To Make Salted Egg Yolk Custard Filling
- In a large mixing bowl mix salted duck eggs and sugar and beat with an electric mixer till smooth.
- Add in all the other ingredients and beat till everything is well combined.
- Refrigerate overnight.
- Scoop up about 25-30g onto a cling wrap and shape into a round ball. Keep chilled.
To Make the Dough (Using a Breadmaker)
- Add all ingredients except the dry active yeast into the bread machine bowl. Add yeast last.
- Set bread machine to dough mode.
To Make the Dough (Without Breadmaker)
- Mix all ingredients together to form into a smooth dough about 20 mins. Let it proof for an hour or till it rises double in size.
To Shape the Custard Baos
- Once the dough is ready, remove it from the bread bowl and divide the dough into 10 portions. Roll dough into balls and cover with a damp towel as you work.

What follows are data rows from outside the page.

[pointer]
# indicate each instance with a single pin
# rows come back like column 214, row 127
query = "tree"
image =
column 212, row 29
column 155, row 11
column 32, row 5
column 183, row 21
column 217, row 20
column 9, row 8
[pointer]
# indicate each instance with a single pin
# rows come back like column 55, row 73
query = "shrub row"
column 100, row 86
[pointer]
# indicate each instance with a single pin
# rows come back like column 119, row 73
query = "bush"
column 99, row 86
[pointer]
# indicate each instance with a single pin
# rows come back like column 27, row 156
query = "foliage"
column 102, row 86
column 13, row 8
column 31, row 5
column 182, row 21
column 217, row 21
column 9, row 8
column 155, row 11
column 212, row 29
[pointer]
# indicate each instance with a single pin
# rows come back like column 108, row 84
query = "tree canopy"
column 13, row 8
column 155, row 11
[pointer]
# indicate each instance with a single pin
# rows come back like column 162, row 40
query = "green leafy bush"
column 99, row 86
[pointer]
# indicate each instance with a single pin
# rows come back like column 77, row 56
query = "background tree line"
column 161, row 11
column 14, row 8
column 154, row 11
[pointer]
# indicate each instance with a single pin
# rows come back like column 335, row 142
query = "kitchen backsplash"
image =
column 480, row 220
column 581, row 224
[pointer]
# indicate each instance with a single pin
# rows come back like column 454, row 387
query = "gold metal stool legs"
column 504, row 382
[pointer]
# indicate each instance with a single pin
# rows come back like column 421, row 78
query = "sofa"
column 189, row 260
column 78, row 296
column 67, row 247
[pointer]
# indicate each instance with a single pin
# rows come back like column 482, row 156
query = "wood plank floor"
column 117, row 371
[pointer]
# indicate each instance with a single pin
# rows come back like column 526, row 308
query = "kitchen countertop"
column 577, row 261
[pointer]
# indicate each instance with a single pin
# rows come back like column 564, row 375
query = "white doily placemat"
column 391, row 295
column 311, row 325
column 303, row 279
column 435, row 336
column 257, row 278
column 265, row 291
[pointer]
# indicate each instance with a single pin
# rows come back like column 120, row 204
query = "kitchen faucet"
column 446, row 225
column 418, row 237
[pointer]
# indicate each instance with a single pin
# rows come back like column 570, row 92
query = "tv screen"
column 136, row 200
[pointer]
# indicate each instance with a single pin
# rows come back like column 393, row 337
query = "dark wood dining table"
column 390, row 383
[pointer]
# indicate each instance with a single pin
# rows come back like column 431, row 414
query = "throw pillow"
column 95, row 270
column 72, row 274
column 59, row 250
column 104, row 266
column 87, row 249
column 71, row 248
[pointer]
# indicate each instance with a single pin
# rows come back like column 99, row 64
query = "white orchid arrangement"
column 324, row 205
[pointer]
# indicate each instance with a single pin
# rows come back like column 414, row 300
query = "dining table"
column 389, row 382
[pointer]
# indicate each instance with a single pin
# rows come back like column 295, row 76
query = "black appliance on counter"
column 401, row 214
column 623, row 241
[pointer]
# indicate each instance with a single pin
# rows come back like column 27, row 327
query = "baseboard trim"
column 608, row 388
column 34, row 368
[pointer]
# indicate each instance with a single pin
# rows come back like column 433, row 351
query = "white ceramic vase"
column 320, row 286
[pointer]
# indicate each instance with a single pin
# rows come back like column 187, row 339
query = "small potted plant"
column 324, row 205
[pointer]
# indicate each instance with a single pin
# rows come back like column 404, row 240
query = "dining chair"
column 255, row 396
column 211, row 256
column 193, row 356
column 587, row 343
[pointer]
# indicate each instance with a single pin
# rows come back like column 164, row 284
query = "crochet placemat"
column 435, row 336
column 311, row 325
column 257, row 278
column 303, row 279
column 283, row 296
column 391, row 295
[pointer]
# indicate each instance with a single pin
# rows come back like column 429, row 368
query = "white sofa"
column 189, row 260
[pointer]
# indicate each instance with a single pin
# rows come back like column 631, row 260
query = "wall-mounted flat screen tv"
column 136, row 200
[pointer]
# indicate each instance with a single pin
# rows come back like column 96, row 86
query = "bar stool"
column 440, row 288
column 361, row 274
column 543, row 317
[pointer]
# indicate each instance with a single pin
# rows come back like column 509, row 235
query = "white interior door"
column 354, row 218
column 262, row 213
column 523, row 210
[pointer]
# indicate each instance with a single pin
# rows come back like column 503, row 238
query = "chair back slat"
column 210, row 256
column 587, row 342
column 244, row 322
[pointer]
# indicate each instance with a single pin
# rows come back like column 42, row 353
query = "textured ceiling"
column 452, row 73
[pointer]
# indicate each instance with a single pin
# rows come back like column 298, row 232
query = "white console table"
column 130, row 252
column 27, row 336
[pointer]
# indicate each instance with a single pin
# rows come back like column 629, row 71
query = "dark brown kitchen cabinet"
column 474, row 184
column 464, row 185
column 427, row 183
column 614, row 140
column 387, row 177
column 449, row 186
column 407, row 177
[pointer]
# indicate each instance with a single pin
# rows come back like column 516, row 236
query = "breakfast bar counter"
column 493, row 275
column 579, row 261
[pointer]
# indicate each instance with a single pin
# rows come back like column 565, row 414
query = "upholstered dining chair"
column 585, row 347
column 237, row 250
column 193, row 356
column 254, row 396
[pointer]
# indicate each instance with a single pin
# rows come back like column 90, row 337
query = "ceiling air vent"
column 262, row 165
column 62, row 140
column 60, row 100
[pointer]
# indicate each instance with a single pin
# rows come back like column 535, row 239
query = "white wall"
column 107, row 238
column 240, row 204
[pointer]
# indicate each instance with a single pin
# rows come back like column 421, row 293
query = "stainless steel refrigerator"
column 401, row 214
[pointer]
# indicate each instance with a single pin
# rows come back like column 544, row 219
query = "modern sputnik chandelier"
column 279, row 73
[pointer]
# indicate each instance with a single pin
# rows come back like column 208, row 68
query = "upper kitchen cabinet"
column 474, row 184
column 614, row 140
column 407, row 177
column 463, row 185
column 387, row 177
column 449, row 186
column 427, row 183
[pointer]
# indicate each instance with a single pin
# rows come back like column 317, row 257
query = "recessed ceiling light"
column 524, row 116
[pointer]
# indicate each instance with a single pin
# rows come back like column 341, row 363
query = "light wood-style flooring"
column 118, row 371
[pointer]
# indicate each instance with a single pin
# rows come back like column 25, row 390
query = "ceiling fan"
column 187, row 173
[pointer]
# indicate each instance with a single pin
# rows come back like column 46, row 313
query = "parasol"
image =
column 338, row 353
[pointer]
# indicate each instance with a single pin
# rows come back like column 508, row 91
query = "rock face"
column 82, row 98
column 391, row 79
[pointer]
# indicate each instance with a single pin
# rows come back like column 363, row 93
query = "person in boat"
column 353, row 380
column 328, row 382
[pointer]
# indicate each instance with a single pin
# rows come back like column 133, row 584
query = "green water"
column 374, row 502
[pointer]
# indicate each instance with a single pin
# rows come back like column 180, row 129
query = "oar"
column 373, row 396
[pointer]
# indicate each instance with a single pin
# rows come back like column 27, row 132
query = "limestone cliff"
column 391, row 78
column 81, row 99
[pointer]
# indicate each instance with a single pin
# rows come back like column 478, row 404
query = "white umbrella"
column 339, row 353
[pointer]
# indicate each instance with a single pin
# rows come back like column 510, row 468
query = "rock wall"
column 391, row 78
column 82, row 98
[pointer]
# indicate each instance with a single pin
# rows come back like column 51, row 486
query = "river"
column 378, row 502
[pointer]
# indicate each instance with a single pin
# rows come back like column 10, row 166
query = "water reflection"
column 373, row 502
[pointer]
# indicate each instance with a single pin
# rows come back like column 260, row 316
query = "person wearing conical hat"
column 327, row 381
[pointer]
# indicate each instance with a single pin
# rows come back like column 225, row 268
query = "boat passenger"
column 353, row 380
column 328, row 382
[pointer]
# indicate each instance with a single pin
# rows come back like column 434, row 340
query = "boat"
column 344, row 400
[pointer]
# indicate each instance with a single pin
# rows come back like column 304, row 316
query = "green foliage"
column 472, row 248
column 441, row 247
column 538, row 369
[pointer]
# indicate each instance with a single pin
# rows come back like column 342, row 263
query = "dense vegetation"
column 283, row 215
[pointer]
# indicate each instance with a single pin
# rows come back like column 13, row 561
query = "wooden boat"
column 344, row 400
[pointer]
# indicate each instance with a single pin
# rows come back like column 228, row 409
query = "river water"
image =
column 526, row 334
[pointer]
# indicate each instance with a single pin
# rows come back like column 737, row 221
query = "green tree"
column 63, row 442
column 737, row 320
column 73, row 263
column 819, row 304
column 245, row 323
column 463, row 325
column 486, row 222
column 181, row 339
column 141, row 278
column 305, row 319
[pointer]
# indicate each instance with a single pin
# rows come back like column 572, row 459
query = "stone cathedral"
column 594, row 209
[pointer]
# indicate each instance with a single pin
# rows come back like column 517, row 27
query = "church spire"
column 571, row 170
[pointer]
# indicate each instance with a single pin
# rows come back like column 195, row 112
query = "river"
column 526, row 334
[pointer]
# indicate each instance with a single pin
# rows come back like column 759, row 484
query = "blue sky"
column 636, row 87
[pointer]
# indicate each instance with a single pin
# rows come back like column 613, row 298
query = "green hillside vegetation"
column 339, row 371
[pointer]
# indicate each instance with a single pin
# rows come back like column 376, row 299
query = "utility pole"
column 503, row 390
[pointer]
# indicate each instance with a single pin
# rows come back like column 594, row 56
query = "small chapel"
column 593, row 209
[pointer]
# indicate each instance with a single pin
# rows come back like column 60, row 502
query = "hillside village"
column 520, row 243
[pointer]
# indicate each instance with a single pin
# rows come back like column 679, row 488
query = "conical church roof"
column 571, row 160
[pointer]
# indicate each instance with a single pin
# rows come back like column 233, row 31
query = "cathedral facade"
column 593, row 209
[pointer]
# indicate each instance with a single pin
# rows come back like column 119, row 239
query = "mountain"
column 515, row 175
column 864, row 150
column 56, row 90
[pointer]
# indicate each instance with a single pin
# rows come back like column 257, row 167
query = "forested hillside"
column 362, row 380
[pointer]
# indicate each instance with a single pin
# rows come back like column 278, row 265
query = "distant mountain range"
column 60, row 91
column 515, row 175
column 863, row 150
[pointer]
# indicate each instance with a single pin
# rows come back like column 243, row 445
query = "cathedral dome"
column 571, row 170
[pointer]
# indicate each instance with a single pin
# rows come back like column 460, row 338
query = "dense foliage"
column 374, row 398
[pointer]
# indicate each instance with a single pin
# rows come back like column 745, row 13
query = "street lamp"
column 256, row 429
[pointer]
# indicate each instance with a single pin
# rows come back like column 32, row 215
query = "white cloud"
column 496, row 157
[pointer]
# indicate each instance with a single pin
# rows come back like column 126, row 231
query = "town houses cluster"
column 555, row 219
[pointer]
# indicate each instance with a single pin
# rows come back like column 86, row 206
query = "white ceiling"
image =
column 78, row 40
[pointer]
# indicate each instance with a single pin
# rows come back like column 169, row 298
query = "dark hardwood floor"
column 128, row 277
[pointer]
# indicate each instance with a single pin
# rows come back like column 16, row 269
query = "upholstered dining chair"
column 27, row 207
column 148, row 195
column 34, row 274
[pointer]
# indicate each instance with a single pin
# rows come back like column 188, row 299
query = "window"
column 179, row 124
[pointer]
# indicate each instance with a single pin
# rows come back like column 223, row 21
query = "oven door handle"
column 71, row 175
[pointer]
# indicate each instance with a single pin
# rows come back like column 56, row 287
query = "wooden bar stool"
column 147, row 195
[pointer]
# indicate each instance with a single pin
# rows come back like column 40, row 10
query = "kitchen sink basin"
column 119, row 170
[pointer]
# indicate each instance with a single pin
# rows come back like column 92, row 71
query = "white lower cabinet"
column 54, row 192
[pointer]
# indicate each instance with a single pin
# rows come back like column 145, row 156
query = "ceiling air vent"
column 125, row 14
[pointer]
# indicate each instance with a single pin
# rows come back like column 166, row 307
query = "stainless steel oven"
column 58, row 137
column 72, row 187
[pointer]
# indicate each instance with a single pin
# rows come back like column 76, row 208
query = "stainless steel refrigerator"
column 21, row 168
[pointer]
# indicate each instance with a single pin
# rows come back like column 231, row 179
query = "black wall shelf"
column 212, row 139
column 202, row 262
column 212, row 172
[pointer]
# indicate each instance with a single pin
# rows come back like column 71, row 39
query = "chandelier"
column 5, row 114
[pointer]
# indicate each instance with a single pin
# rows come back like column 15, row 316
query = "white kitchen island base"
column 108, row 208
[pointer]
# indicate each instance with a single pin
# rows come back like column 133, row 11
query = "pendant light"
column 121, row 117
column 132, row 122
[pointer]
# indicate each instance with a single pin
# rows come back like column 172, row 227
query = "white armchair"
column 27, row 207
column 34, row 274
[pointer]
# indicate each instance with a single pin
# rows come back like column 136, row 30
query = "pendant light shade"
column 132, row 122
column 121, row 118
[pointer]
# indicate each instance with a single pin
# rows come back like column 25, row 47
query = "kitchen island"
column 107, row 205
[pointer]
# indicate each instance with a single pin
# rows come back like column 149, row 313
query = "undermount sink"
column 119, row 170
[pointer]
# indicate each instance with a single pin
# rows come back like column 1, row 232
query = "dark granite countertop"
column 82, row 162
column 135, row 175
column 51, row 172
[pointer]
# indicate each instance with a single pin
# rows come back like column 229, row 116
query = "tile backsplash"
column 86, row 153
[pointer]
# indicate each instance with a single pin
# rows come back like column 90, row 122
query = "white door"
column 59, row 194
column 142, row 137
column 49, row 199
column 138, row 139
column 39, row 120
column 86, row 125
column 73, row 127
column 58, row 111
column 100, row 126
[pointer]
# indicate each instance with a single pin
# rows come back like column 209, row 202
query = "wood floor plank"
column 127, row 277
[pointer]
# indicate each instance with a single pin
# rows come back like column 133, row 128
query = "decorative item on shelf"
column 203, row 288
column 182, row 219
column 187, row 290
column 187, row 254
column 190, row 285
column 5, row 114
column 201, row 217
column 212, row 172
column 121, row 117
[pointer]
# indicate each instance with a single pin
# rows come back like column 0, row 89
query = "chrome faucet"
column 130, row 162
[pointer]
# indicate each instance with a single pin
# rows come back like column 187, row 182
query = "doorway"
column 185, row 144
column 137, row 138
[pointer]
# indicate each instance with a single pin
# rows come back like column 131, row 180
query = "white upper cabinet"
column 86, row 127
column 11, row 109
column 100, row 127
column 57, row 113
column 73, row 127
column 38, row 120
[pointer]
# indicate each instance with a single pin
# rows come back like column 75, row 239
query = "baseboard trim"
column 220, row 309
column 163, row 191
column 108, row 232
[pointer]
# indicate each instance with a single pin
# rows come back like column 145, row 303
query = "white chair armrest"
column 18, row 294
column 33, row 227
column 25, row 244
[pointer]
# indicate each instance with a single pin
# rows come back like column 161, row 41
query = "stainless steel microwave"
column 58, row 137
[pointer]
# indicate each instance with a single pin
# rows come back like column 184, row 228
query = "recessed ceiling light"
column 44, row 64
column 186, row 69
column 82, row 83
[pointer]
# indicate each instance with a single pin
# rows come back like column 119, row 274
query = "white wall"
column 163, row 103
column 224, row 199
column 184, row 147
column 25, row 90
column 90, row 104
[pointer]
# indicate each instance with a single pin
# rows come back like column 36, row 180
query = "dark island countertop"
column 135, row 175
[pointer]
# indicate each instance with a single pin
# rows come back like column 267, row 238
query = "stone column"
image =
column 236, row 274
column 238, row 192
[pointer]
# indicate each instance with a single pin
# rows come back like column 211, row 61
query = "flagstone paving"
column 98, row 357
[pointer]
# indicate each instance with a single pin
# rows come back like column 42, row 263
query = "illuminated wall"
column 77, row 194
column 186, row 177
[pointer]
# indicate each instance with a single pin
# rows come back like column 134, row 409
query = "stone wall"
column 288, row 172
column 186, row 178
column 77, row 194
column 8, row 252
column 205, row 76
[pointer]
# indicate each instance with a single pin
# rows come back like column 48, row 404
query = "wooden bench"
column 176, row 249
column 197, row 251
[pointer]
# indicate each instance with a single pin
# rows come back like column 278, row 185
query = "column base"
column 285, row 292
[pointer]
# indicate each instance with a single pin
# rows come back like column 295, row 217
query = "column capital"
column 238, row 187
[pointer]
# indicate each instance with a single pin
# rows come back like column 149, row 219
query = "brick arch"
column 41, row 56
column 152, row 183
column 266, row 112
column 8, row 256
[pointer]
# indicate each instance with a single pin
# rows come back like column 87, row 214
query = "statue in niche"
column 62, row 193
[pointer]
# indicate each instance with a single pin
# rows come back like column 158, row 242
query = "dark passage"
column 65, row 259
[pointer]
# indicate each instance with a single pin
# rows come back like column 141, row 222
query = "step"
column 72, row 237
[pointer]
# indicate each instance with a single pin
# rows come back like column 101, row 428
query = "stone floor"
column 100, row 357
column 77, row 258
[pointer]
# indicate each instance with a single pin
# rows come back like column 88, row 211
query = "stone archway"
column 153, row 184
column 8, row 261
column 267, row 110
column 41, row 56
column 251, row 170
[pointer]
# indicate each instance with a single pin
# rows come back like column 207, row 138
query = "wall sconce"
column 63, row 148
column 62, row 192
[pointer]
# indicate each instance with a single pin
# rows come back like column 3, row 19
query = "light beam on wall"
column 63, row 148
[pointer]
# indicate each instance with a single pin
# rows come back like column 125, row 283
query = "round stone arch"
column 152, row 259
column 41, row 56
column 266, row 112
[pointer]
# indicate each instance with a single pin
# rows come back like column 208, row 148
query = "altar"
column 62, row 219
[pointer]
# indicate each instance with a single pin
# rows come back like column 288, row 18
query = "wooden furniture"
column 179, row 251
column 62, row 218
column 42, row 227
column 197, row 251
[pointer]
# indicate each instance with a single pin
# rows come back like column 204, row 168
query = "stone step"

- With a rolling pin, roll each dough ball into 1cm thickness but thinner on the edge before filling with a salted egg yolk custard ball. Holding the dough on your palm, start to pleat the edges of the dough together to seal the salted egg custard ball in.
- Place completed bao onto baking paper squares,
- Arrange completed bao into a bamboo steamer with adequate space around.
- Steam bao on medium heat for 12-15 mins. Do not steam on high heat as it will cause the custard to erupt. Remove from steamer and serve immediately.